Сегодня, когда окно запорошено снегом, этот звук, этот другой мир, эта единственная неизменная нота, бездушная и чужая опять оживает в памяти детей. Они вспоминают о ней каждый по-своему, не глядя друг на друга. А небо и обледенелые горы ярко освещены солнцем, и вершины Блауфьедля пылают белым пламенем в этот жгучий морозный день. И кажется им, что жизнь их развалилась — сначала рухнули стены, защищавшие их, а затем и стропила. Безмятежно спокойная овца, стоящая у проруби, глядит, блея, на замерзшую пустошь; она не может передать людям свой характер. В последний раз покормив овец, оба мальчика уселись на сугробе, они вяло глядели вдаль, и каждый думал о своем… Трудно жить, не имея ни минуты отдыха, но еще тяжелее, когда нет никого, кто бы сказал тебе, что ты должен делать. Младший брат вспомнил про бабушку. Она-то все знает, надо только понять ее слова. Он говорит об этом старшему брату: бабушка заранее предсказывает все, что случится, и, предсказав, продолжает вязать как ни в чем не бывало.
— Да, — говорит Гвендур, — когда ей почти сто лет, то это легче всего. Чем же ей заниматься, если не вязать? Но что же делать нам?
Маленький Нонни думал довольно долго и наконец ответил:
— Нам нужен табак.
— Табак? — удивился Гвендур, не понимая хода мысли брата.
— Да, табак. Тому, кто не понимает творца, нужен табак. Я слышал, как бабушка говорила это старосте.
— Творца? — спросил Гвендур. — Какого творца? Ты, верно, сам не знаешь, что говоришь.

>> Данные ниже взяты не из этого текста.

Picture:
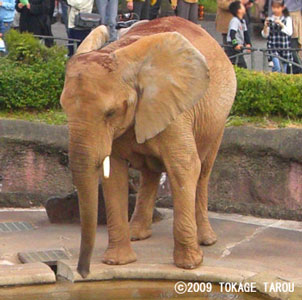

— Я говорю, — сказал маленький Нонни, — что когда жуешь табак, то уж ни о чем не печалишься, хотя бы все шло по воле творца, но не так, как тебе хотелось бы.
— Ты сам уж стал плести что-то непонятное, как, бывало, наш покойный брат Хельги. Лучше бы подумал о том, что вот мы вырастем и поможем отцу втрое увеличить стадо и завести большое хозяйство, как в Редсмири. Будем держать коров и строиться. И мало ли что еще.
— Да, я часто думал об этом, — ответил маленький Нонни, — но когда еще это будет? Иногда я думаю о том, как бы уехать, если, например, ничего не случится за сто лет. Потому что уехать можно, хотя наш покойный Хельги и говорил, что ничего из этого не выйдет. Я придумал много способов уехать. Но если ничего не случится и уехать нельзя будет и через пять, и через десять, и через много-много лет, — то тогда можно сделать, чтобы тебе было все равно, хотя бы ты и не стал взрослым, овец бы не прибавилось и коровы не было бы. Надо жевать табак.
Гвендур Гудбьяртурссон не стал слушать этот вздор и молча ушел.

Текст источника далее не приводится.